Early Christians who read this story saw it as a kind of cautionary tale for their audiences. Dr. Nicole Kelley argues that later interpreters talk about "spiritual epilepsy" in which epilepsy is a symptom of sin and vice. Some linked epilepsy to adultery and adulterous impulses, while others connect it to drinking too much wine. In the case of the epileptic boy in the Gospel story, early Christian interpreters accused his parents, and his father in particular, of sinfulness. The fifth century bishop Peter Chrysologus states in a homily on this story that “the punishment of the devil was apparent in the torment of the human body.” In other words, it was the boy, or at least his parents’ fault. Kelley writes that “Christian interpretations of this [story] work to forge associations between epilepsy and unacceptable practices, behaviors, and conditions. Epilepsy, on this view, is not merely a physiological condition. It becomes an embodied revelation of its sufferer’s spiritual and moral condition.”

Despite the medical advances that have recategorized epilepsy as a neurological condition, some Christians, even today, continue to associate epilepsy with the work of the devil. In 2016, Linda Chaniotis, wrote a powerful account of her parents’ repeated attempts to exorcise her as a child. It was only at the age of 30 that she was diagnosed with epilepsy.

In her piece Chaniotis describes the sense of déjà vu that accompanied her condition and allowed her to predict the onset of conditions. She is not alone.

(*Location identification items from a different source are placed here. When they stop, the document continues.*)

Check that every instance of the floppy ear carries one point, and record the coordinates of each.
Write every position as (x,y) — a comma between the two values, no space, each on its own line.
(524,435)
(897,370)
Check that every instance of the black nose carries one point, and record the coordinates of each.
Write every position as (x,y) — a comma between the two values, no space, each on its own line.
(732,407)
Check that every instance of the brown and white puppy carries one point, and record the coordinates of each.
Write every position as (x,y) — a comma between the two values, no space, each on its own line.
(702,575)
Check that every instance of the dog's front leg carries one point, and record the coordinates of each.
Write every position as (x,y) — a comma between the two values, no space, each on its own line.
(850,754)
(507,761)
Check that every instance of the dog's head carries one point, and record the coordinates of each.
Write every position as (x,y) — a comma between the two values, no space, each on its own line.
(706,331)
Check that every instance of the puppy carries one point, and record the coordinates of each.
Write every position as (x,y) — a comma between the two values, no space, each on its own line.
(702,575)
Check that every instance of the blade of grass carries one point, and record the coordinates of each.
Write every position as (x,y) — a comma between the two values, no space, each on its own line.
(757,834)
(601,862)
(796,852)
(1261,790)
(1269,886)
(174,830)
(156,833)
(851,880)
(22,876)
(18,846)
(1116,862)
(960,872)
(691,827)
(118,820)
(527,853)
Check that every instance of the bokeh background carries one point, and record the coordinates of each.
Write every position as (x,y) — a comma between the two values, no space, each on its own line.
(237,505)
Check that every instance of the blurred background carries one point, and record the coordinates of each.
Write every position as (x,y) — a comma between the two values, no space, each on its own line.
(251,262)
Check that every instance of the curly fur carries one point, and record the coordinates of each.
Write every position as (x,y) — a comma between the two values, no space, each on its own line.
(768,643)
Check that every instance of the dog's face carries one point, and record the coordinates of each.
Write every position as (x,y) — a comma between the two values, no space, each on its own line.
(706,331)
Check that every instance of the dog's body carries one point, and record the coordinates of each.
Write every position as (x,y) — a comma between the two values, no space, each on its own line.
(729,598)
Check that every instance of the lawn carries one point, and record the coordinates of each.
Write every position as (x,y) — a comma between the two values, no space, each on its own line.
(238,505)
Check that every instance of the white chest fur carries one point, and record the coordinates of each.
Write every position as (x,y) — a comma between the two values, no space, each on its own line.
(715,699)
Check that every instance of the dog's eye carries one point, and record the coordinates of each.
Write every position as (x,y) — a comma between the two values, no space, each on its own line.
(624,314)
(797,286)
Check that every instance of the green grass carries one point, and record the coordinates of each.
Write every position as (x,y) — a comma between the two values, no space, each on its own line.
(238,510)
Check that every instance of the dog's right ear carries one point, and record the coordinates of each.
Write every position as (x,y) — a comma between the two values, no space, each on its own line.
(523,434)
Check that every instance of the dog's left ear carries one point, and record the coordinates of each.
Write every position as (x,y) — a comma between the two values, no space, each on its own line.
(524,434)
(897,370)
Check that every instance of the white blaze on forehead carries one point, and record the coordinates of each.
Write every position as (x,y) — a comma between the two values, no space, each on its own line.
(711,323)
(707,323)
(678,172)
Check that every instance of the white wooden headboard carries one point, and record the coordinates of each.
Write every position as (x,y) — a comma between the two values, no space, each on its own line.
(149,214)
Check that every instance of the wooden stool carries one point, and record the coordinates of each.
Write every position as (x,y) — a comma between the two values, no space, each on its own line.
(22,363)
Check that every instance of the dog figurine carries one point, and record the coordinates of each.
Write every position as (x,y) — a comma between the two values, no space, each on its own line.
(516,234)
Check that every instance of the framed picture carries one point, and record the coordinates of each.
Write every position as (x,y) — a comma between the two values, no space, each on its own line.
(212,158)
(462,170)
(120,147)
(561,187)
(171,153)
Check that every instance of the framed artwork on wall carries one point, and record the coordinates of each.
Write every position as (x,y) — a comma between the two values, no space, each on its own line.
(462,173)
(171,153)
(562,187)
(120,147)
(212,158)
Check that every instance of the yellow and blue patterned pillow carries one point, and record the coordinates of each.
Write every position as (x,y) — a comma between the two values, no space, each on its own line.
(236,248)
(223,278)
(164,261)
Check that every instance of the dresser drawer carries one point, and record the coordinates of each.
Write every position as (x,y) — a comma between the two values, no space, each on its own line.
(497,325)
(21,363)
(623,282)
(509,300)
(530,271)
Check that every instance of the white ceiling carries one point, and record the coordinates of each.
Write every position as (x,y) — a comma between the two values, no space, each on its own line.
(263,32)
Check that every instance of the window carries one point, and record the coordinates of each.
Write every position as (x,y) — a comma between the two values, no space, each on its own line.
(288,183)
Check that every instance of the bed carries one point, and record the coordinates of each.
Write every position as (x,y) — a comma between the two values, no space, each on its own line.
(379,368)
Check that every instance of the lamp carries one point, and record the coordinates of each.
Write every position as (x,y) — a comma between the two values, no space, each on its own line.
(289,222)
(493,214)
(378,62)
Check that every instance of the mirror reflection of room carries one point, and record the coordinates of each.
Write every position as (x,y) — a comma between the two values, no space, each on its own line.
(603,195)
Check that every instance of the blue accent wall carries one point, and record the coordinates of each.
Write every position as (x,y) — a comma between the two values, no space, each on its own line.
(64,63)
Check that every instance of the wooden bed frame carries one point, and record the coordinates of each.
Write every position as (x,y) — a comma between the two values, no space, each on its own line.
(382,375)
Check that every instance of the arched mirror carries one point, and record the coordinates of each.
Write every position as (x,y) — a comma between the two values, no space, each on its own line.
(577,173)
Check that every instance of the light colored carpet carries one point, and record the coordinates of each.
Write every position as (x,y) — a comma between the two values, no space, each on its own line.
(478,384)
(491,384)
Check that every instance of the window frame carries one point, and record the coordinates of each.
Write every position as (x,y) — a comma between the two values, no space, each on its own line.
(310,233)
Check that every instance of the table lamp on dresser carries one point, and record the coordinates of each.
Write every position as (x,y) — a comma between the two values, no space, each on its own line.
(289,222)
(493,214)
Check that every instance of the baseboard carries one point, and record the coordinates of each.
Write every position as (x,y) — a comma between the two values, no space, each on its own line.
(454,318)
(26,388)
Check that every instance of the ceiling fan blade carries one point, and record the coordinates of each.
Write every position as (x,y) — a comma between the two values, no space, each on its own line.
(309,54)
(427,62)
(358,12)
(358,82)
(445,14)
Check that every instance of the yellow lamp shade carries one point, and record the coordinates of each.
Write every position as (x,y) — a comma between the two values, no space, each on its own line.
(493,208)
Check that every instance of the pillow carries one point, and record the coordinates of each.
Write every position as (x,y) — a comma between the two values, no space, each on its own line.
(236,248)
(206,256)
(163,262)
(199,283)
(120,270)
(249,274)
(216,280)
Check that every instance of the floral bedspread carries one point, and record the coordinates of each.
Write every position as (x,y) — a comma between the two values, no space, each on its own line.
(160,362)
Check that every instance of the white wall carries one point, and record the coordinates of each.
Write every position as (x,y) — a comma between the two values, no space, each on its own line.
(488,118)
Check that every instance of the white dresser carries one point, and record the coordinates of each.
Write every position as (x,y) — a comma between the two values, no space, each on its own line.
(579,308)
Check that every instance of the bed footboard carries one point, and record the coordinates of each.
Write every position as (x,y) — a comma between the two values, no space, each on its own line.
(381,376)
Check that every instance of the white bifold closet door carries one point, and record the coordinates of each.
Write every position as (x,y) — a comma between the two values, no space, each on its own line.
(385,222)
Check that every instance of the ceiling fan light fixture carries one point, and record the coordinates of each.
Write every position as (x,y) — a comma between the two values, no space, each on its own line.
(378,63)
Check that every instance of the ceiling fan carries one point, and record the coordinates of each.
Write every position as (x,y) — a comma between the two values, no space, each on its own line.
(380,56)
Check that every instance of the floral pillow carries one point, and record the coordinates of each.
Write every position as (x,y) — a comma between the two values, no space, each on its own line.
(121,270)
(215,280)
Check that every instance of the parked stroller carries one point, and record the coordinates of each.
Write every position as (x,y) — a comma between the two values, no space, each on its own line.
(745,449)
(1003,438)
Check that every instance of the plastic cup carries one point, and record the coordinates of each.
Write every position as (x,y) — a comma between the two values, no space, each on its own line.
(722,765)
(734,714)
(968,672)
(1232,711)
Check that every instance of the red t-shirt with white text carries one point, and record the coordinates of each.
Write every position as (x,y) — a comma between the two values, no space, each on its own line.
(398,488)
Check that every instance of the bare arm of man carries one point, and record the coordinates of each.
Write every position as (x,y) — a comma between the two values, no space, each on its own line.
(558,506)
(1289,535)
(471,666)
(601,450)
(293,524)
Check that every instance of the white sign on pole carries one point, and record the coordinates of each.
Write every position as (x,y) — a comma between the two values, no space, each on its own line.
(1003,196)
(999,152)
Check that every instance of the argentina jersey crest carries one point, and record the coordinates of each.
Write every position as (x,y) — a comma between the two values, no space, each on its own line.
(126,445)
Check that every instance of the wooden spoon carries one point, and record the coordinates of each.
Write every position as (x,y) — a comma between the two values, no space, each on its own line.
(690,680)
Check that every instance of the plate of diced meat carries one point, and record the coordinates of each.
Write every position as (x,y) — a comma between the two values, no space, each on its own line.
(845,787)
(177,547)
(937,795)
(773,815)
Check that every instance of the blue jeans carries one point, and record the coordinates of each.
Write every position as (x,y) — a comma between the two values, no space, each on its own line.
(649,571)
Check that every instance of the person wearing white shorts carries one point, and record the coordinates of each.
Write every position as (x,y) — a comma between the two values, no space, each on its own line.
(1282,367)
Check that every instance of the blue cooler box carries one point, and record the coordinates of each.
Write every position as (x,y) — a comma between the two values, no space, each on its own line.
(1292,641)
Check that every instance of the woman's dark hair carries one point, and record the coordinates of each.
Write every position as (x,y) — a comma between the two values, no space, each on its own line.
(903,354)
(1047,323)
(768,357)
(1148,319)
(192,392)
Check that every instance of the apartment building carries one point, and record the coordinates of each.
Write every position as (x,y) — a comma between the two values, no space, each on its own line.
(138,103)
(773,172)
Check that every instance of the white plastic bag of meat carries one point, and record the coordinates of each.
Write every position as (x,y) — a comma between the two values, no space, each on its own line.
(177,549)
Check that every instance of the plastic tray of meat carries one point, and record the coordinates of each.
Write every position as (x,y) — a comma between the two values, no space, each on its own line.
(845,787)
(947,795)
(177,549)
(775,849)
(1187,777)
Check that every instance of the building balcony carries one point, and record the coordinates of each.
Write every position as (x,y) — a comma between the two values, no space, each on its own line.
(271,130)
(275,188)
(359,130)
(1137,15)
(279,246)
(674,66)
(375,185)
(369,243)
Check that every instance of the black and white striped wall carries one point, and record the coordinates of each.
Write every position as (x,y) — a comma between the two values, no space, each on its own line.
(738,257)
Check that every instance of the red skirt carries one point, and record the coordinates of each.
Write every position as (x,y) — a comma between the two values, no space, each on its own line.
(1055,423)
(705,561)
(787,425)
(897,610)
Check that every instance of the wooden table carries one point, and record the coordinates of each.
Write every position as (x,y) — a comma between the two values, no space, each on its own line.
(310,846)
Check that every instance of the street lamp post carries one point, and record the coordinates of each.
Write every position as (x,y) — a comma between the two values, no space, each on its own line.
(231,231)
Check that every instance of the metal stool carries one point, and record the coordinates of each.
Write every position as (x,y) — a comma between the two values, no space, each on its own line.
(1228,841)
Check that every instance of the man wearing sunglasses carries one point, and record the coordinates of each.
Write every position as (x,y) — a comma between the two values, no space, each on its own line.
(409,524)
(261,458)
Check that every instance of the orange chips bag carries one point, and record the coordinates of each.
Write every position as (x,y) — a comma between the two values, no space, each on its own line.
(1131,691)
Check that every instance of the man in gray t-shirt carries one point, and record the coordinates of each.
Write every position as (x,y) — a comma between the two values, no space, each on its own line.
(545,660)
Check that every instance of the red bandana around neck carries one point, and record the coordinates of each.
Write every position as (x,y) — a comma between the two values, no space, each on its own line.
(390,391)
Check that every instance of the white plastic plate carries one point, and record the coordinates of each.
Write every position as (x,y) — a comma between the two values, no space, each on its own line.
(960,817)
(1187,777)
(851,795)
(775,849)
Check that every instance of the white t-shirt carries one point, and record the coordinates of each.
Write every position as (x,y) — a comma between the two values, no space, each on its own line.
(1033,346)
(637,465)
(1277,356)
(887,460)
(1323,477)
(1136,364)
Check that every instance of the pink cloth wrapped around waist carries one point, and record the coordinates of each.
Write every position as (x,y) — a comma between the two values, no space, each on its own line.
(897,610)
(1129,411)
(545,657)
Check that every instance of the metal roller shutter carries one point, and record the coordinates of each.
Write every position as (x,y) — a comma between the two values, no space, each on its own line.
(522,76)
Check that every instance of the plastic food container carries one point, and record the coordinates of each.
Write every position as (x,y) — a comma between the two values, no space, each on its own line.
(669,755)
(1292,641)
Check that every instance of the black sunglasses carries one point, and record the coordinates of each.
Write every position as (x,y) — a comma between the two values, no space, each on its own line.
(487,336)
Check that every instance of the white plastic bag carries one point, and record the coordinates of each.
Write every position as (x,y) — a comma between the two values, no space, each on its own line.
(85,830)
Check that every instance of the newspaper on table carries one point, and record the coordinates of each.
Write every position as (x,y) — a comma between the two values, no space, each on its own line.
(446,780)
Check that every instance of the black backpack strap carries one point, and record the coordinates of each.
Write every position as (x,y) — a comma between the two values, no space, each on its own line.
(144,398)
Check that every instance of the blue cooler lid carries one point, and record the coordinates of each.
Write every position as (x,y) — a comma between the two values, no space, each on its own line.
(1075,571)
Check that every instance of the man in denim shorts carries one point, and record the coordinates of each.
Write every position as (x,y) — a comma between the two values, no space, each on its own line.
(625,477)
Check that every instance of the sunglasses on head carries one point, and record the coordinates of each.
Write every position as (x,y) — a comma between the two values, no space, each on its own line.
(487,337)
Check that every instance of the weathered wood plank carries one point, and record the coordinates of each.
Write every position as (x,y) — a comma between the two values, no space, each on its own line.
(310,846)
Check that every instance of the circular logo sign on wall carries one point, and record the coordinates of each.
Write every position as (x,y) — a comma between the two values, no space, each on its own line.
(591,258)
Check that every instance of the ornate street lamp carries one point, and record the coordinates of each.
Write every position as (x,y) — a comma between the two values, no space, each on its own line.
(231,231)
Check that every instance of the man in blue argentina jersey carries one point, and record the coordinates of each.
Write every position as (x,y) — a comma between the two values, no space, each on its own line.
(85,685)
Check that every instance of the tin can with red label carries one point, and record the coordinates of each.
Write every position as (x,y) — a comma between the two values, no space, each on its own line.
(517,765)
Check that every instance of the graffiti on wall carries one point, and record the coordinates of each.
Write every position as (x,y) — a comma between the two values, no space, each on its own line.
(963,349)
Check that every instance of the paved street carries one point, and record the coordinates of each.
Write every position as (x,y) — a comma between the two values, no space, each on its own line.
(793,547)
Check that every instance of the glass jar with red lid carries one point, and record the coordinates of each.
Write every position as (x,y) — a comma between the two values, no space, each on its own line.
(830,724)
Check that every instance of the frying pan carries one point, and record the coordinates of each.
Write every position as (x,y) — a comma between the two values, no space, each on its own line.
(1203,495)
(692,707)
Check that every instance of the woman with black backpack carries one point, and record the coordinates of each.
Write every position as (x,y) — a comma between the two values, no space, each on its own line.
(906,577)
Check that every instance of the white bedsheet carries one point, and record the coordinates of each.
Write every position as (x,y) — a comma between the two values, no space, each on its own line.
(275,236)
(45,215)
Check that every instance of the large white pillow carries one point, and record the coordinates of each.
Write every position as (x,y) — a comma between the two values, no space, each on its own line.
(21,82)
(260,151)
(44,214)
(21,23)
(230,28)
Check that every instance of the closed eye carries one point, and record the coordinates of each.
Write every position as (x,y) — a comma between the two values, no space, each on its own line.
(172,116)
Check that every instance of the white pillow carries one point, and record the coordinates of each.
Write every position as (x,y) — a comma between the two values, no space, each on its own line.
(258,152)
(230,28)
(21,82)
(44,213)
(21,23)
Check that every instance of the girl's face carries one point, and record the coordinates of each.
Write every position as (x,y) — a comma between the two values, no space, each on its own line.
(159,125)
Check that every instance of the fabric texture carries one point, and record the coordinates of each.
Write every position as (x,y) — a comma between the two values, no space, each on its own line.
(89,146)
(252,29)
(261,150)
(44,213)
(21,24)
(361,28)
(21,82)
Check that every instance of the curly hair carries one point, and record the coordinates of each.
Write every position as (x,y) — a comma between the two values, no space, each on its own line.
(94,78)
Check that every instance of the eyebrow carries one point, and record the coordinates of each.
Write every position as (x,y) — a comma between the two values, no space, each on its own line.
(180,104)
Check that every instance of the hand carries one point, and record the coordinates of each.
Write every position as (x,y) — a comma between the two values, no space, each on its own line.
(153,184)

Some ancient sources interpret the sense of déjà vu experienced by those with temporal lobe epilepsy positively as a kind of prescience or precognitive ability that allowed people with the “falling sickness” to predict the future. There are even modern studies of the phenomenon. Not only has epilepsy historically been positively associated with precognitive abilities, there are a number of important historical figures rumored to have lived with the condition. For example, the Roman historian Suetonius writes that towards the end of his life and career as dictator Julius Caesar experienced “fainting fits.” The biographer Plutarch mentions that on one occasion when Caesar collapsed he was carried off to safety. These details are interpreted by some as a sign that Caesar was an epileptic, although others have suggested maybe these episodes were mini-strokes. Both St. Paul the Apostle and Joan of Arc have been retrospectively diagnosed with epilepsy. And perhaps even Mary Magdalene, whom the Bible notes was once possessed by seven demons, shared this condition. This is a pretty illustrious history-shaping group of individuals.

Of course, we will never know what—if any—medical conditions these ancient figures contended with because they aren’t available for interviews or medical testing. But if they did have “the falling sickness” we now have a very precise image of the demon that the Assyrians blamed for the condition.